I have not been shy about expressing my frustration with universities who claim to be Catholic but do everything they can to obfuscate their Catholic identities. I am sure we will see another round of this as we approach Valentine’s Day with its annual V-Day kerfuffle. Yesterday, however, I had a very different experience at a Catholic university-- specifically at The Catholic University of America.
My daughter is seriously considering attending CUA in the fall of 2008. Yesterday we attended a university open house to get a good look at the school. The day’s activities began with Mass at the adjoining Basilica of the National Shrine of the Immaculate Conception. For me, this is a no-mascara church. The sheer beauty and poignancy of the artwork brings me to tears. I get a bit misty-eyed just thinking about the chapel for Our Lady of Guadalupe. Mass was celebrated by the CUA president, Fr. David O’Connell.
We then proceeded to the Pryzbyla center at CUA for the opening address. The admissions officer began his presentation with words to the effect of, “Look at our name. We are the CATHOLIC University of America. That is what we are about. We are a pontifical university directly chartered by Rome.” It was refreshing to hear a university talk about being Catholic and connected to Rome in the same sentence. Fr. Bob, the university chaplain, spoke of the great opportunities CUA offered for the growth and development of one’s Catholic faith. As we toured the campus, our student guide pointed out the St. Vincent de Paul Chapel located amidst the cluster of dorms. She spoke of which Mass students choose to attend, not if they choose to attend. Of course we also heard about the wonderful academics and the opportunities for my daughter to play soccer. But there was never any question that Catholicism would be woven into the fiber of her college experience by the design of the university. It would not be an afterthought.

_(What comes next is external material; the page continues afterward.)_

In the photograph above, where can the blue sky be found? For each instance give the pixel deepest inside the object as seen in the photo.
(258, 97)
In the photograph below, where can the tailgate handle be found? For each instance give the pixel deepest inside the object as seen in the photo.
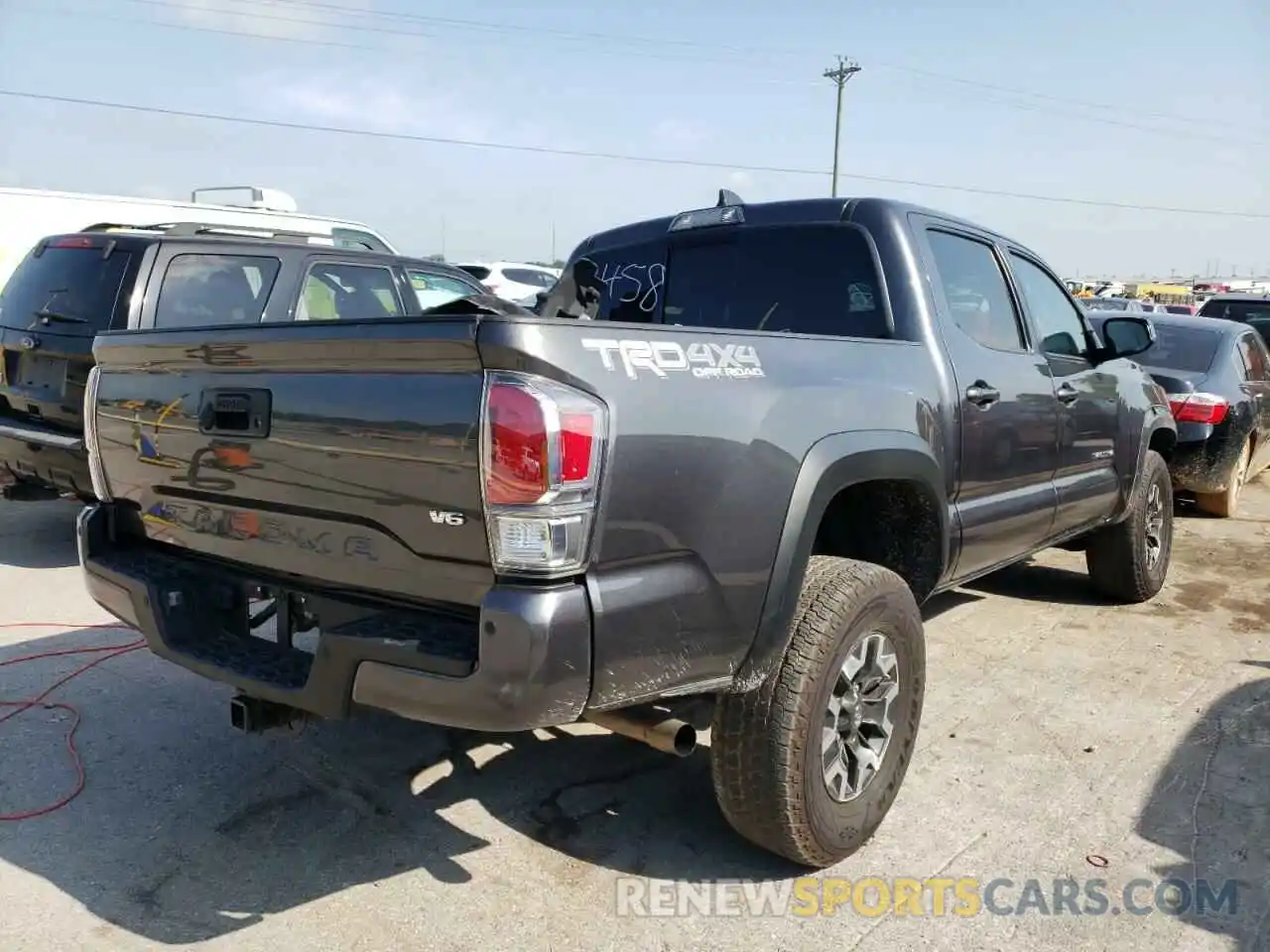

I am sure Notre Dame, Boston College, and maybe even Georgetown have similarly vibrant Catholic student lifestyles. What is different here is the unapologetic manner with which the CUA administration proclaims its Catholic identity. Yesterday was a recruiting event for the university. In an effort to draw in students they put their Catholicism front and center. That is significant. I cannot guarantee that I will agree with every future decision the CUA administration will make. I am confident that the current decision makers respect and honor the authority of Rome. Based on what I’ve seen so far, this university gets the Catholic Mom stamp of approval.